HBO has an old TV movie in their possession that is magically relevant again. How often does that happen? And unless another flamboyant Texas mom gets caught trying to solicit criminals to kill the mother of her daughter's cheerleading rival, or John Adams comes back to life and starts writing more letters to his wife, it probably won't happen again any time soon. Yet, this weekend HBO aired He's Just Not That Into You, a movie based on a catchphrase that was relevant for about a week in 2002, at least 700 times, while The Late Shift sat sadly unaired in the HBO vault gathering dust next to a wax and silk model of Elena, Dr. Michael Baden's favorite corpse.

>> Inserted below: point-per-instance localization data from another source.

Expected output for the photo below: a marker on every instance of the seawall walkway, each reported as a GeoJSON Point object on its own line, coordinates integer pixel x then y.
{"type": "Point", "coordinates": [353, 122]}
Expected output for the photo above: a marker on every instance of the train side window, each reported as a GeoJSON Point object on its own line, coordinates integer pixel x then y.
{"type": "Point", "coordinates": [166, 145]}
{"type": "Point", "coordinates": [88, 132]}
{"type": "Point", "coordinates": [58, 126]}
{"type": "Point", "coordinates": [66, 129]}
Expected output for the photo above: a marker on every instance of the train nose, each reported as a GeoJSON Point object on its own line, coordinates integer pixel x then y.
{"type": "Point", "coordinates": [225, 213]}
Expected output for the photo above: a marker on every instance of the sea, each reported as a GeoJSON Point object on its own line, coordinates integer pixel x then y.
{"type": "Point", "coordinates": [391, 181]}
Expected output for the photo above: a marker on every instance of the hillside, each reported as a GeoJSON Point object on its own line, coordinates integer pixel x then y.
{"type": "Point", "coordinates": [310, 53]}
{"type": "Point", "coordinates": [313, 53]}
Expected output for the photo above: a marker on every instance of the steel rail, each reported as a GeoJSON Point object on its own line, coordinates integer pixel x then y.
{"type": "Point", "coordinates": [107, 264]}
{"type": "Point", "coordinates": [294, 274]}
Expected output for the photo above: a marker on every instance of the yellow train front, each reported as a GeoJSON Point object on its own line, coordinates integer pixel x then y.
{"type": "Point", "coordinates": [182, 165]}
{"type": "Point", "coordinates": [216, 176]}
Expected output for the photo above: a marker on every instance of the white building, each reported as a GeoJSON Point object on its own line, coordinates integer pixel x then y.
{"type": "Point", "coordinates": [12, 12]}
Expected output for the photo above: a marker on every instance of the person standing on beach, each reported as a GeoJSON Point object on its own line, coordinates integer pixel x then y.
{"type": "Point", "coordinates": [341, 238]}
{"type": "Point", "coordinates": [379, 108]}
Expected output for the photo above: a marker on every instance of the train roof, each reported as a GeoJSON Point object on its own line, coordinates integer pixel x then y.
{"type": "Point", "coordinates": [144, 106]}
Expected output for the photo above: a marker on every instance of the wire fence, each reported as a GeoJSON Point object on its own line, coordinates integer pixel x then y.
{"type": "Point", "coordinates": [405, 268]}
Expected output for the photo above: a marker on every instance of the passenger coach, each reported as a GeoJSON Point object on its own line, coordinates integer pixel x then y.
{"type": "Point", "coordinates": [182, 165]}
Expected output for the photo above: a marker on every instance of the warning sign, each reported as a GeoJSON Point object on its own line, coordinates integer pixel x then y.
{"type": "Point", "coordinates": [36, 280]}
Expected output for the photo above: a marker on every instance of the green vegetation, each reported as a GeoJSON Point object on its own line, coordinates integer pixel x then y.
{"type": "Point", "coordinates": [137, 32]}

Well, despite HBO's baffling cultural negligence, this weekend I managed to watch The Late Shift because I own that TV movie on DVD (I also own Indictment: The McMartin Trial, which should come in handy if/when people start accusing day care centers of ritual satanic abuse of children again). Watching the movie in light of the recent late night news, it was both fascinating and creepy in equal measure to see how little things had changed. Leno is still Leno—stubbornly holding on to his piece of late night with ruthless, mirthless glee. NBC is still NBC—adept at talking out of both sides of their mouth without actually saying anything; masters of the half-assed, no-one-wins compromise. Jokes about how terrible Pat Sajak's show was are still jokes about how terrible Pat Sajak's show was: hilarious. The only thing that's changed in 2010 is that the Letterman role is now being played by Conan—which is the only good role in the entire movie.